Music, Print, Reviews March 9, 2022

Album Review: Big Brooklyn – Everyone Everywhere

by Valerie Vampola

Denver based Big Brooklyn begs the question “what is jazz?” with their new album Everyone Everywhere, in which every track dips a toe into different sub-genres underneath the jazz music umbrella. 

Big Brooklyn has enough “straight ahead” stuff that you would expect on an ordinary jazz album, like the swing track “Send It To Me” or the ballad “A Little Faded,” and it explores more traditional subgenres such as bossa nova with “Choro Futuro I.” But they also share some funky fusion you might hear from Herbie Hancock’s Head Hunters era, and some John Scofield influences on “Crazy Owl.”

They have a pretty standard instrumental jazz combo set up, with acoustic bass, guitar, drums, and a sax player, but their incorporation of Melody Dornfeld on clarinet (and bass clarinet) lends a quirkier sound for a group that doesn’t focus on gypsy jazz or 1920’s repertoire. 

The clarinet gives many of the tracks an eastern European flavor, which makes sense since Dornfeld herself tips a hat to klezmer music with fast runs and bebop licks. Tracks like “Every Eye” and “Hollow” feature prominent klezmer-styled harmony and riffs. Dornfeld finds ways to sneak in some klezmer even in other tracks, such as the opener, “Brought Near,” which mixes a rock beat with the eastern european melodies.

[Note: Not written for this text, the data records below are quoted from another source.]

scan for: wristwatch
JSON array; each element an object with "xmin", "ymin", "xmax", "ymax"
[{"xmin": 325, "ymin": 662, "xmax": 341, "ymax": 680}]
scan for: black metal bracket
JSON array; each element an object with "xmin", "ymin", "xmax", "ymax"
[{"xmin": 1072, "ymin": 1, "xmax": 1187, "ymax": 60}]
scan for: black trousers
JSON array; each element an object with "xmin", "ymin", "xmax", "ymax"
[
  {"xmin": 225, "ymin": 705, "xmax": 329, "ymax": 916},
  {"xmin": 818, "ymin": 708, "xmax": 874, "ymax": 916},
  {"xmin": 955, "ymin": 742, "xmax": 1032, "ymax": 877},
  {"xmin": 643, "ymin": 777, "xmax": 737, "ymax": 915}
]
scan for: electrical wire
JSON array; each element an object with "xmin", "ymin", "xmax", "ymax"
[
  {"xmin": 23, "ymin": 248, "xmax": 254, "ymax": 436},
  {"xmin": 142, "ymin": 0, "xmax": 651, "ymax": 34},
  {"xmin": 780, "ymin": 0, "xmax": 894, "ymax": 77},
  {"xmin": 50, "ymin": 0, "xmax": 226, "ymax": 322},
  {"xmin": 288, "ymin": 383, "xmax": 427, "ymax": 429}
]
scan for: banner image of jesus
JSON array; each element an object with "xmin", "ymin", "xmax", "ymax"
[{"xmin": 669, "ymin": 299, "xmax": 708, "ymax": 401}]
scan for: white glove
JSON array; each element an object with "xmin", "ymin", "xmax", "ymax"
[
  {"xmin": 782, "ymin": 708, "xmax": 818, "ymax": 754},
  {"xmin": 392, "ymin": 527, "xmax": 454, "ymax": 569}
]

Even with the heavy influence of the klezmer sound, it’s hard to put a finger on what kind of music Big Brooklyn makes, aside from loosely calling it “jazz” because of the group’s improvisational nature. But most jazz musicians also have a hard time concretely defining what “jazz” music really is: Big Brooklyn’s Everyone Everywhere is another expression of that search.